BRIEF DESCRIPTION OF THE DRAWINGS
[0029] FIG. 1 is a flowchart of a method according to an embodiment of the present disclosure; and [0030] FIG. 2 is a construction flowchart of a tissue classification model according to an embodiment of the present disclosure.
DETAILED DESCRIPTION OF THE EMBODIMENTS
[0031] Embodiment: [0032] Referring to FIG. 1, the embodiment provides a method for recognizing a pancreatic cancer image based on FTL, including the following steps: [0033] SI: Acquire a plurality of pancreatic cancer pathological images, preprocess the pancreatic cancer pathological images, and label various tissues in the pancreatic cancer pathological images to obtain labeled pancreatic cancer pathological images, the various tissues including fat, small intestine, lymph, muscle and a tumor.

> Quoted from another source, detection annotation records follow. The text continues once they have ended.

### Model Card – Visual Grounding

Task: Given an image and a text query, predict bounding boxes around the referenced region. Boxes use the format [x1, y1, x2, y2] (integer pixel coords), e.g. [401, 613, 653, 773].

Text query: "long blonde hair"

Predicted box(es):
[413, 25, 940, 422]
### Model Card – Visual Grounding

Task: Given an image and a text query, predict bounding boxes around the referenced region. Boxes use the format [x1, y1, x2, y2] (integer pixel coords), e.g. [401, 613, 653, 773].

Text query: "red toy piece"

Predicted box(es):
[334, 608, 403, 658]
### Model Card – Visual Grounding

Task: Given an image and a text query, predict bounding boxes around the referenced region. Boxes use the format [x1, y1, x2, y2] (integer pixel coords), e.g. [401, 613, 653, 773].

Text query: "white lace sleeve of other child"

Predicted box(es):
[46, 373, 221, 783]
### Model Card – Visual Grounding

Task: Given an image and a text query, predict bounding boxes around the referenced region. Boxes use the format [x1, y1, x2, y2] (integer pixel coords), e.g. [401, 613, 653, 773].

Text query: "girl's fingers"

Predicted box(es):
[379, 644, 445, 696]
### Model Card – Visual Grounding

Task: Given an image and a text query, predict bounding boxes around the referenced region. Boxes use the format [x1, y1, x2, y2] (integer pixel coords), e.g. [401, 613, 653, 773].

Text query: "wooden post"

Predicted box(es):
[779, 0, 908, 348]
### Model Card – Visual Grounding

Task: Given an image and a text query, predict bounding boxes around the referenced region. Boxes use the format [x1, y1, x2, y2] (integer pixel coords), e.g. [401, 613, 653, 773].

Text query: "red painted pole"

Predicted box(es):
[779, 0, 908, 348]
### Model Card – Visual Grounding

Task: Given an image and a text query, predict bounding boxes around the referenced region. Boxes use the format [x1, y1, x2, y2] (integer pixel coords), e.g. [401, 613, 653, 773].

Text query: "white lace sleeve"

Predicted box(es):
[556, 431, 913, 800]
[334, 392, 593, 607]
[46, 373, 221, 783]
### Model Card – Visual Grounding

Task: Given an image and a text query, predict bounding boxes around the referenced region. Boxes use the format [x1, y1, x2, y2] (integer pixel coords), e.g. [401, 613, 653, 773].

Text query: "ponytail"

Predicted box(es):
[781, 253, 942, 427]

In this embodiment, preprocessing the pancreatic cancer pathological images in Si includes normalization, standardization, and grayscale transformation. Through the normalization, the present disclosure accelerates a rate of convergence in network training. Through the standardization, the present disclosure implements centralization on the image by removing a mean to increase a generalization ability of the model. Through the grayscale transformation, the present disclosure removes a low-resolution pancreatic cancer pathological image, and eliminates blank background regions, erythrocytes and other noise interferences of the pathological image, such that the tissue classification model can be more directed at features such as morphologies, arrangements and heterogeneities of pancreatic cells to improve the interpretability and classification accuracy of the tissue classification model.
[0034] 25 pancreatic cancer pathological images are selected. After the above five tissues are strictly labeled in the images, numeral-labeled pathological images are obtained, and thus the labeled pancreatic cancer pathological images are formed.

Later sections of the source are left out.